Say you have a man and a chimp, and you give both a choice between an apple and a banana. Is there something fundamentally different going on when the human makes the choice? I don't see what it is. I don't see either's choice as a free will choice; it's a choice based on prior causes and/or randomness.
Animals, especially the most intelligent ones but really a lot more than you'd think, also don't run on just instinct. They are capable of learning; learned behaviors are by definition not instinctive even though instincts can factor in to the learning of those behaviors.
Grayson Bailey
Your brain follows the laws of physics. If there is a defined state A then the following state B is determined by the pysical laws. If not then its entierly random.
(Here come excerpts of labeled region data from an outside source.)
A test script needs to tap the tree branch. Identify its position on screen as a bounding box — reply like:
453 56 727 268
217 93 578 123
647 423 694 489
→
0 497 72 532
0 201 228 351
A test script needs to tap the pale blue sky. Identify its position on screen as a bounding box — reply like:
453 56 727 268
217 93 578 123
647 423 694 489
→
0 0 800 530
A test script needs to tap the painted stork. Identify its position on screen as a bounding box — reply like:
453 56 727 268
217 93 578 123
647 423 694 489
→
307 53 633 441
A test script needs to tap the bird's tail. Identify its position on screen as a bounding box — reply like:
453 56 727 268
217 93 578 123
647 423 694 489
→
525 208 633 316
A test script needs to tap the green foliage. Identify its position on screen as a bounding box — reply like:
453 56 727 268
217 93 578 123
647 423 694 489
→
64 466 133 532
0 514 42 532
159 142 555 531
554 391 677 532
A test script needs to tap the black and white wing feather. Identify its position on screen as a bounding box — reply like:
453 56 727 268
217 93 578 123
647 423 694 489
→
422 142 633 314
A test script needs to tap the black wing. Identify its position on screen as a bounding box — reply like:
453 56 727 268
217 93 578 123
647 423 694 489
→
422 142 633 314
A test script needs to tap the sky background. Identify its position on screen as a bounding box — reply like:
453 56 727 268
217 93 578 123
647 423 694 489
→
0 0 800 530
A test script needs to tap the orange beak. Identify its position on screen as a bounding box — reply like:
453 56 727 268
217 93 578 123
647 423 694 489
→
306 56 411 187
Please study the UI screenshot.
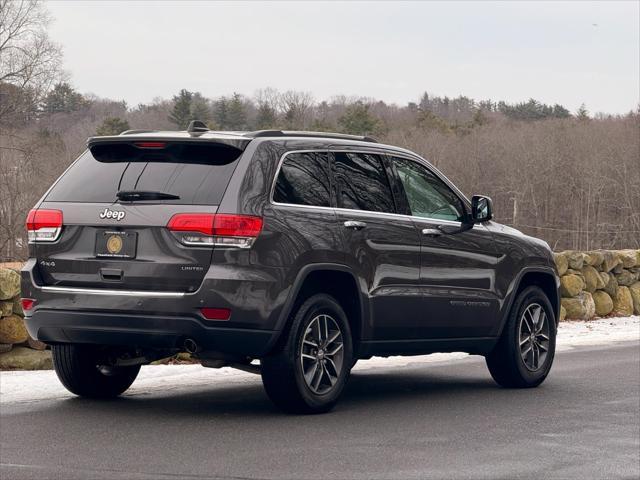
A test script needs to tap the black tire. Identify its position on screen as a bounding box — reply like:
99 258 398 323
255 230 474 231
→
486 286 557 388
51 344 140 398
261 294 353 414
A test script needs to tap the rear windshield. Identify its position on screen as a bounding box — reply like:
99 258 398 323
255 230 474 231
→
46 143 242 205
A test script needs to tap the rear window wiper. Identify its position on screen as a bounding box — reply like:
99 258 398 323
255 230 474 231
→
116 190 180 202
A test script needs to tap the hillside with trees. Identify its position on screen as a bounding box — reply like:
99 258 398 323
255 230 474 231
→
0 0 640 261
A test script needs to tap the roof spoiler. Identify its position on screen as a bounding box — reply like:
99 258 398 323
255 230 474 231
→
244 130 378 143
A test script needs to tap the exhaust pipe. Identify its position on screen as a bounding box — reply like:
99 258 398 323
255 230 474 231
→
182 338 199 353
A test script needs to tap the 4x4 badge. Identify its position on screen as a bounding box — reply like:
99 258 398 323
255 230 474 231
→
100 208 126 222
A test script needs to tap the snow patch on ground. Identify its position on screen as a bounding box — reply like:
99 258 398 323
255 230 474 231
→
0 316 640 408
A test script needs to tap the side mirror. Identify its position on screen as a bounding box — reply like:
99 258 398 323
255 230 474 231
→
471 195 493 223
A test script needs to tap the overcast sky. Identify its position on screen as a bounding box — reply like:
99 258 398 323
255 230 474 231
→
49 1 640 113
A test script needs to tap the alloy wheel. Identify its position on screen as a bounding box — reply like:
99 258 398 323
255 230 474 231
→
518 303 549 372
300 314 344 395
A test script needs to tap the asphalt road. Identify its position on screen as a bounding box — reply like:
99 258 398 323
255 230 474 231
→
0 342 640 480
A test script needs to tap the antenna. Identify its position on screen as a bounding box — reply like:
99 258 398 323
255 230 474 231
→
187 120 209 133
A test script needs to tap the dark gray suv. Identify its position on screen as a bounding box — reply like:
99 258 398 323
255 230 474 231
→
22 122 559 412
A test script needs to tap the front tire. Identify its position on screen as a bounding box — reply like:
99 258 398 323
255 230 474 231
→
51 344 140 398
486 286 557 388
261 294 353 413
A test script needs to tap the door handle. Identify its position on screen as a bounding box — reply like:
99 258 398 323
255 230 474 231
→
344 220 367 230
422 228 442 237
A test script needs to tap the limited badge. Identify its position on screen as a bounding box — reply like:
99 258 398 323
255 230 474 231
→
107 235 122 255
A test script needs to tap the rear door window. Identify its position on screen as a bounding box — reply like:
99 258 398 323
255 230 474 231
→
46 143 242 205
273 152 331 207
335 152 396 213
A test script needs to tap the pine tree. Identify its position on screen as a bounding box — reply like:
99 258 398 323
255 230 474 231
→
227 93 247 130
256 102 278 130
96 117 131 136
42 82 90 113
213 97 229 130
338 101 380 135
189 92 211 123
576 103 591 121
169 88 193 129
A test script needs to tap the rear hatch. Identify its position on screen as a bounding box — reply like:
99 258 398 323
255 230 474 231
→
34 138 246 292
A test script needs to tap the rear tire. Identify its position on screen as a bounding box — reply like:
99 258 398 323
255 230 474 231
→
51 344 140 398
486 286 557 388
261 294 353 414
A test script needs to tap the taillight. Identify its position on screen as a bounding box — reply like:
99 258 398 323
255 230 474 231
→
167 213 262 248
20 298 36 312
200 307 231 320
27 209 62 243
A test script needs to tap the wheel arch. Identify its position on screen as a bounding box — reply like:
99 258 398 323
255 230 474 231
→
274 263 369 356
498 267 560 335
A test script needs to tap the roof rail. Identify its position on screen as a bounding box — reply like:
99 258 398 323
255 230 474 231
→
120 128 157 135
187 120 209 133
244 130 378 143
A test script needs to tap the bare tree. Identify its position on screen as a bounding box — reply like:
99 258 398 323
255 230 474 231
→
0 0 62 112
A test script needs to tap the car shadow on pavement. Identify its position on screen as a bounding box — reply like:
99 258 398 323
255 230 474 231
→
33 365 510 421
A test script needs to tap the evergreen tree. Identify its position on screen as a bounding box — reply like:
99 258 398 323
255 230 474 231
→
96 117 131 136
552 103 571 118
42 82 89 113
169 88 193 129
256 102 278 130
576 103 591 121
189 92 211 123
213 97 229 130
338 101 380 135
227 93 247 130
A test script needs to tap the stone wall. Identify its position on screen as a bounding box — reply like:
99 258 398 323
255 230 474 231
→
554 250 640 320
0 268 51 370
0 255 640 370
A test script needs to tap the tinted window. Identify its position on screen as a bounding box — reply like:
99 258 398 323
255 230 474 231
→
273 153 331 207
46 144 242 205
393 158 464 221
335 153 396 213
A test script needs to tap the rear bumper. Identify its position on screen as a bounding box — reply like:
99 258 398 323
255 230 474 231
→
25 308 276 357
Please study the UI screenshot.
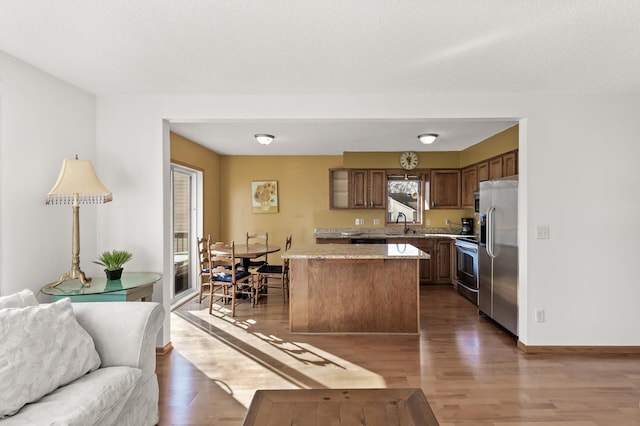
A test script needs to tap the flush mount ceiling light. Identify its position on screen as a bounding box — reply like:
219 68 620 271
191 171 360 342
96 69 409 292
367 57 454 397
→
256 133 274 145
418 133 438 145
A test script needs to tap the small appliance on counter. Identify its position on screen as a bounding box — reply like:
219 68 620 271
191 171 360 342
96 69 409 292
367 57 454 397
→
460 217 473 235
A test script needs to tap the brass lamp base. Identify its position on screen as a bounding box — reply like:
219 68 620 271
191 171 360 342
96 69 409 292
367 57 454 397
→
47 269 91 288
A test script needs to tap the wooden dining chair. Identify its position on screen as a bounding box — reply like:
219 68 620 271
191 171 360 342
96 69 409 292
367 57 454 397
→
242 232 269 272
256 235 291 303
198 235 211 303
209 241 256 317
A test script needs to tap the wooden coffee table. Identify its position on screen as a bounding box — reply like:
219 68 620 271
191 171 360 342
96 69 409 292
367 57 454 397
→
243 389 438 426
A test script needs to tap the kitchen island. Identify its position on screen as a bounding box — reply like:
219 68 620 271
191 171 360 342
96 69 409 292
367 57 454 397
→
282 244 429 334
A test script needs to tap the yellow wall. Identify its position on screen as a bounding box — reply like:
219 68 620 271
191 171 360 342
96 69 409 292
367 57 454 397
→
221 156 342 250
171 132 222 238
459 124 520 168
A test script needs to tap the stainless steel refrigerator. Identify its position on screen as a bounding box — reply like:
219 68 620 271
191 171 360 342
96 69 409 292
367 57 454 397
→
478 176 518 336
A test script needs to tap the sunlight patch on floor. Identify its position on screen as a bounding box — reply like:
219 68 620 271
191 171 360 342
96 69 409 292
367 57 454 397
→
171 309 386 407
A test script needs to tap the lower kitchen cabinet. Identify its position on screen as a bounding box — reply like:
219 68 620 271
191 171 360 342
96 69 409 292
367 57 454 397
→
434 238 454 284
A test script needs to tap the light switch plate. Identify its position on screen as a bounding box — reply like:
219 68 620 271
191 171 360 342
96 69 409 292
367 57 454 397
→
536 225 550 240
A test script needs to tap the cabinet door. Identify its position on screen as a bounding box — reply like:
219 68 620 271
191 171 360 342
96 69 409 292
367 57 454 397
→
435 238 453 283
502 151 518 177
349 169 387 209
329 169 349 209
430 170 461 209
489 157 502 179
478 161 489 182
368 170 387 209
349 170 367 209
462 166 478 209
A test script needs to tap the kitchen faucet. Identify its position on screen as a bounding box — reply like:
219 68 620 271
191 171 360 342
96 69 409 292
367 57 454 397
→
396 212 409 234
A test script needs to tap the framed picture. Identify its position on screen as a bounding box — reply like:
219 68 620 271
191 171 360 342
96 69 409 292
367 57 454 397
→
251 180 278 213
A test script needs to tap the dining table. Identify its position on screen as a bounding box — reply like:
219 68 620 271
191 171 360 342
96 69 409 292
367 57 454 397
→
211 243 280 270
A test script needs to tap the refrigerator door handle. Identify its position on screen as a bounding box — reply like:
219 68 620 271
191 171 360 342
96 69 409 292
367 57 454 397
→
487 206 496 259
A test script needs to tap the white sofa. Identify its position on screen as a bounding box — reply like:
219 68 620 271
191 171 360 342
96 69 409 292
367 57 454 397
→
0 296 164 426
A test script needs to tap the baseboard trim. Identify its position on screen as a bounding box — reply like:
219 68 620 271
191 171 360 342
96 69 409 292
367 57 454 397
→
156 342 173 356
518 340 640 355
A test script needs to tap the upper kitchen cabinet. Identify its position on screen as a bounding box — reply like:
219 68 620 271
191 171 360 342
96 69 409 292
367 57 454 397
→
502 151 518 177
476 150 518 182
489 156 502 179
349 169 387 209
462 165 478 209
429 169 461 209
478 161 489 182
329 169 349 209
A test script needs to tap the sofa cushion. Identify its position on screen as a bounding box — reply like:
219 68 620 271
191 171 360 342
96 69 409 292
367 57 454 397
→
0 298 100 418
0 290 38 309
0 367 142 426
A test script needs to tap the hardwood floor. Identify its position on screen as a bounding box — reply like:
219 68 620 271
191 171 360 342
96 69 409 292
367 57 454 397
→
157 286 640 426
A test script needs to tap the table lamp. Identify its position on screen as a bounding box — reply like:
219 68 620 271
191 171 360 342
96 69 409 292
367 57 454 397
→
45 155 113 287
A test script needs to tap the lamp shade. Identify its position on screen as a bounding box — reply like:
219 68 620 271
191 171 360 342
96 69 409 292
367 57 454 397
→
46 159 113 204
418 133 438 145
256 133 274 145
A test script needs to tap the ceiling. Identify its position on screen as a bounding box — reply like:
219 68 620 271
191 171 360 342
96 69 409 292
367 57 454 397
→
0 0 640 155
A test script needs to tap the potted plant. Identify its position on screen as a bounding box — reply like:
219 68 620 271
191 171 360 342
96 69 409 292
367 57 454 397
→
93 250 133 280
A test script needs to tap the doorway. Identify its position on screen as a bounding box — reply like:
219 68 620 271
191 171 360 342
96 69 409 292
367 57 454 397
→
170 164 202 305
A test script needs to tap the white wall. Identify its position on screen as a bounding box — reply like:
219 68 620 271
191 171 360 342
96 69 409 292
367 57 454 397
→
0 53 640 346
98 95 640 346
0 52 98 301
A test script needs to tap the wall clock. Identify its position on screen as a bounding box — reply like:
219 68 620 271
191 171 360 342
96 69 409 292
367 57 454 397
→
400 151 418 170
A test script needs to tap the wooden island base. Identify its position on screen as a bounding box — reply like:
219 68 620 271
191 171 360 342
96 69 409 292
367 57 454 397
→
289 258 420 334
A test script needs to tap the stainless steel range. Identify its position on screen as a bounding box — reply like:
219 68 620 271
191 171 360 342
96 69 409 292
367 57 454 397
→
456 237 478 305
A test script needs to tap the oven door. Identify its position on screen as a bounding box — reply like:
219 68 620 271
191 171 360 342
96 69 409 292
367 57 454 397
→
456 241 478 305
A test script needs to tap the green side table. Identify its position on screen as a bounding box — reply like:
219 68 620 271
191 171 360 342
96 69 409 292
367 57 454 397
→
40 272 162 302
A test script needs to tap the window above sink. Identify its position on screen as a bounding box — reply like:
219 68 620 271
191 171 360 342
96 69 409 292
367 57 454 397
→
385 170 428 225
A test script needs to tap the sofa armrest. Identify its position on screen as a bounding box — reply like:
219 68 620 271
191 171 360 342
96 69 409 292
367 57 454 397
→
72 302 164 376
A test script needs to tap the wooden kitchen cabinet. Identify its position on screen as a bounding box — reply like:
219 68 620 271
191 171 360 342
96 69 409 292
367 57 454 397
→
429 169 461 209
434 238 454 284
502 151 518 177
349 169 387 209
329 169 349 209
411 238 435 284
489 156 502 180
462 165 478 209
316 238 351 244
477 161 489 183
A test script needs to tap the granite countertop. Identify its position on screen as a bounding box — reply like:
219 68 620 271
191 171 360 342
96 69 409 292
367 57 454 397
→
282 244 430 259
313 228 461 239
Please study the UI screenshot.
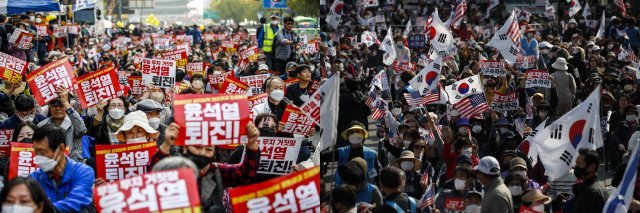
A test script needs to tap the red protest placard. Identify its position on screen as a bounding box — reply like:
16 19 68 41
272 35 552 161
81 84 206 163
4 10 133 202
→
174 94 251 146
279 104 314 135
0 129 13 156
185 62 206 77
229 166 320 212
142 58 176 88
78 67 122 109
96 142 158 182
218 76 249 94
9 28 35 50
34 25 49 36
240 74 271 94
128 76 145 95
220 41 238 54
249 93 269 109
27 57 77 106
162 49 187 67
208 71 233 90
93 169 201 213
0 52 28 84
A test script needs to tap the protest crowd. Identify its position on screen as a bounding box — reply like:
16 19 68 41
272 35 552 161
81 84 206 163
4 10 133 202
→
317 0 640 213
0 3 327 213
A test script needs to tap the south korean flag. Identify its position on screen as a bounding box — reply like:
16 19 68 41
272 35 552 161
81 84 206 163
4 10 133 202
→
409 57 442 96
533 86 603 181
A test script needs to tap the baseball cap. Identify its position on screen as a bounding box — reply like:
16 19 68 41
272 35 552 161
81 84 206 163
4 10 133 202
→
473 156 500 175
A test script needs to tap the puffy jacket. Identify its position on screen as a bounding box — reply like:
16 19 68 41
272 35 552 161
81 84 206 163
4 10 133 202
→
31 157 95 212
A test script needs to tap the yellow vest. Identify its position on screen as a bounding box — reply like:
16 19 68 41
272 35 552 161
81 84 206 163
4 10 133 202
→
262 24 281 53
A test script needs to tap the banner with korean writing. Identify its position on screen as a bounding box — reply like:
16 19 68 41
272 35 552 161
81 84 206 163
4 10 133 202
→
93 169 201 213
9 28 35 50
78 67 122 109
240 74 271 95
0 129 13 157
27 57 77 106
229 166 320 212
34 25 49 36
185 62 207 77
491 91 518 111
142 58 176 88
480 60 507 76
208 71 233 89
279 104 315 136
174 94 251 146
220 41 238 54
0 52 28 84
525 70 551 88
162 49 187 67
218 76 249 94
515 55 537 70
258 137 302 175
129 76 145 95
96 142 158 182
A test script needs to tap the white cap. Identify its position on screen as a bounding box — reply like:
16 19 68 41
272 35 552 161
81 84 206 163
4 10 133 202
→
473 156 500 175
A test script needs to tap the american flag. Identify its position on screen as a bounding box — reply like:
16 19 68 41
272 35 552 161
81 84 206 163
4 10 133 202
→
365 87 378 107
616 0 627 17
371 98 387 120
420 184 436 210
451 0 467 28
453 93 489 118
507 13 522 48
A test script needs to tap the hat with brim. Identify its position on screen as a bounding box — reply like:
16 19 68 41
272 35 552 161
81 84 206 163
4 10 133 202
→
522 189 551 205
340 125 369 140
115 111 160 142
393 150 422 171
551 57 569 70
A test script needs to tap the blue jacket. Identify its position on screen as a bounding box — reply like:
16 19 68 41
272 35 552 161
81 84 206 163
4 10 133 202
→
31 157 96 212
0 113 47 129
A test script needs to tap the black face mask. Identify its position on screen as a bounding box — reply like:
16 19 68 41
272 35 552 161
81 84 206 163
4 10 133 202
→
184 151 212 169
573 166 587 179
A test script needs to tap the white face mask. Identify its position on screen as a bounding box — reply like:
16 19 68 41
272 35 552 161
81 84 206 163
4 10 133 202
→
33 149 58 172
531 205 544 212
509 186 522 196
2 204 36 213
191 80 204 90
127 137 148 144
460 148 471 157
626 115 636 122
464 205 480 213
400 161 413 171
269 89 284 101
402 141 411 148
349 133 364 144
109 108 124 119
471 125 482 134
149 118 160 129
453 178 467 191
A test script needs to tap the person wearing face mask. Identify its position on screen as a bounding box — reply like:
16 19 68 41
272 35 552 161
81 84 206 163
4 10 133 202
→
435 166 482 212
320 121 380 186
251 77 289 120
38 87 87 161
87 96 129 145
392 150 429 197
286 65 317 106
0 177 55 213
147 120 260 212
562 149 609 212
30 125 95 212
114 111 160 144
257 12 282 67
0 94 47 129
473 156 513 213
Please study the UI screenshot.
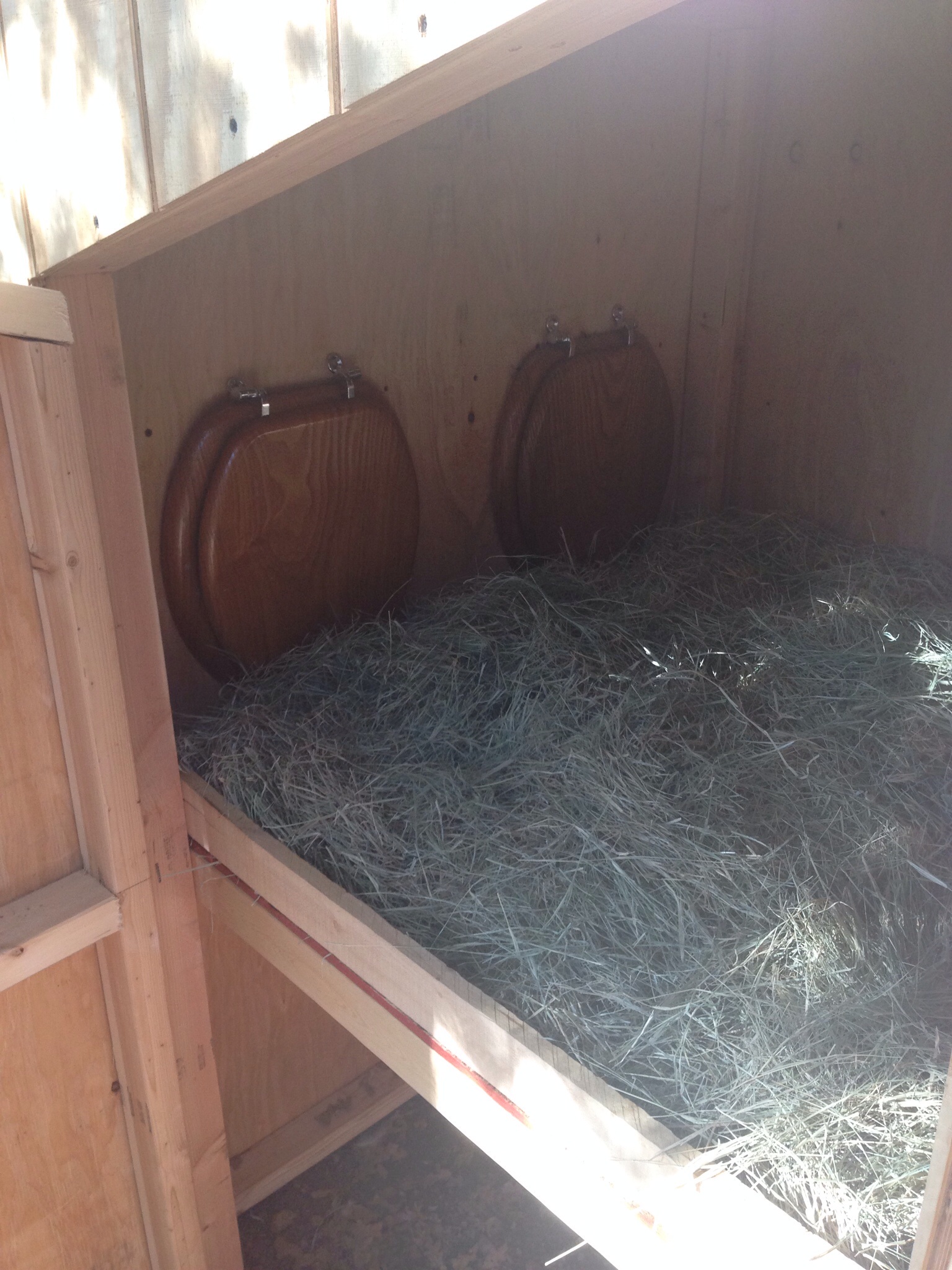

But 'you' never get to choose
Owen Martin
Grow a brain. What would a non deterministic universe look like? It wouldn't even have a shape and if it did then it would be given by probabilistic procedures that work exactly the same way as deterministic chaotic systems. As soon as we lose determinism we lose any notion of what it is to be "something", there is no room to such room because even if you got there you would cease to be. Free will takes away freedom of predetermined choice by taking away the predetermined choices.
Kevin Moore
>Free will takes away freedom of predetermined choice by taking away the predetermined choices. So you're agreeing with me that there is no free will?
Easton Perez
Yes you fucking idiot, did you just start picking a fightat random with me because of that? i said they were both indistinguishable from each other (at least for probabilistic free will) The only reason one would have the need to talk about free will is because people feel like it makes it so that life lacks meaning, but if no one knows jack shit about the future for sure then it's as good as a random set for all parties involved.